# I love her more and more



## Pitt

Merhaba,

I'd like to know the turkish translation of *I love her more and more*.

My attempt: *?? onu seviyorum.*

Thanks for helping me!


----------



## vatrahos

the verbal suffix -*dikçe* means "the more" [i.e., "the more I get to know you, the more I like you"]. If you put this suffix onto the verb *git(mek)* it means "the more it goes" -- if you put "daha çok" afterwards, I guess it would mean "the more it goes, the more ..." . So, I'm just guessing but I think we could say _

onu gittikçe daha çok seviyorum_

["the more it goes, the more I love her" ≈ "I love her more and more"]

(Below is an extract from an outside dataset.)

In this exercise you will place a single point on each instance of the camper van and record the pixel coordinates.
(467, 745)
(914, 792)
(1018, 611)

This is just my guess, though. Let's wait for some native speakers to offer their insight.


----------



## Pitt

Thanks! I'd like to know if it is possible, too:

_Onu *gitgide* daha çok seviyorum._

Pitt


----------



## lepanto

Onu gün geçtikçe daha çok seviyorum.


----------



## Volcano

Pitt said:


> Thanks! I'd like to know if it is possible, too:
> 
> _Onu *gitgide* daha çok seviyorum._
> 
> Pitt



*Yes, it is.*


----------



## Rallino

Yep it is correct too, it is written separately though: *git gide*


----------



## Pitt

vatrahos said:


> the verbal suffix -*dikçe* means "the more" [i.e., "the more I get to know you, the more I like you"]. If you put this suffix onto the verb *git(mek)* it means "the more it goes" -- if you put "daha çok" afterwards, I guess it would mean "the more it goes, the more ..." . So, I'm just guessing but I think we could say
> 
> _onu gittikçe daha çok seviyorum_
> 
> ["the more it goes, the more I love her" ≈ "I love her more and more"]
> 
> This is just my guess, though. Let's wait for some native speakers to offer their insight.


 
Thanks! I'd like to know if both sentences are correct:

_1. Onu gittikçe daha çok seviyorum._
_2. Onu gittikçe seviyorum._


----------



## Volcano

Pitt said:


> Thanks! I'd like to know if both sentences are correct:
> 
> _1. Onu gittikçe daha çok seviyorum._
> _2. Onu gittikçe seviyorum._



*Yes, they are.I would prefer the first one.*


----------



## ayşegül

vatrahos said:


> the verbal suffix -*dikçe* means "the more" [i.e., "the more I get to know you, the more I like you"]. If you put this suffix onto the verb *git(mek)* it means "the more it goes" -- if you put "daha çok" afterwards, I guess it would mean "the more it goes, the more ..." . So, I'm just guessing but I think we could say
> 
> _onu gittikçe daha çok seviyorum_
> 
> ["the more it goes, the more I love her" ≈ "I love her more and more"]
> 
> This is just my guess, though. Let's wait for some native speakers to offer their insight.


 
Vatrahos This is a really GOOD translation(Y).But Onu gitgide daha çok seviyorum sounds better  if you want to say with gittikçe '' Onu gittikçe daha çok sevmeye başladım'' you can also say in this way....


----------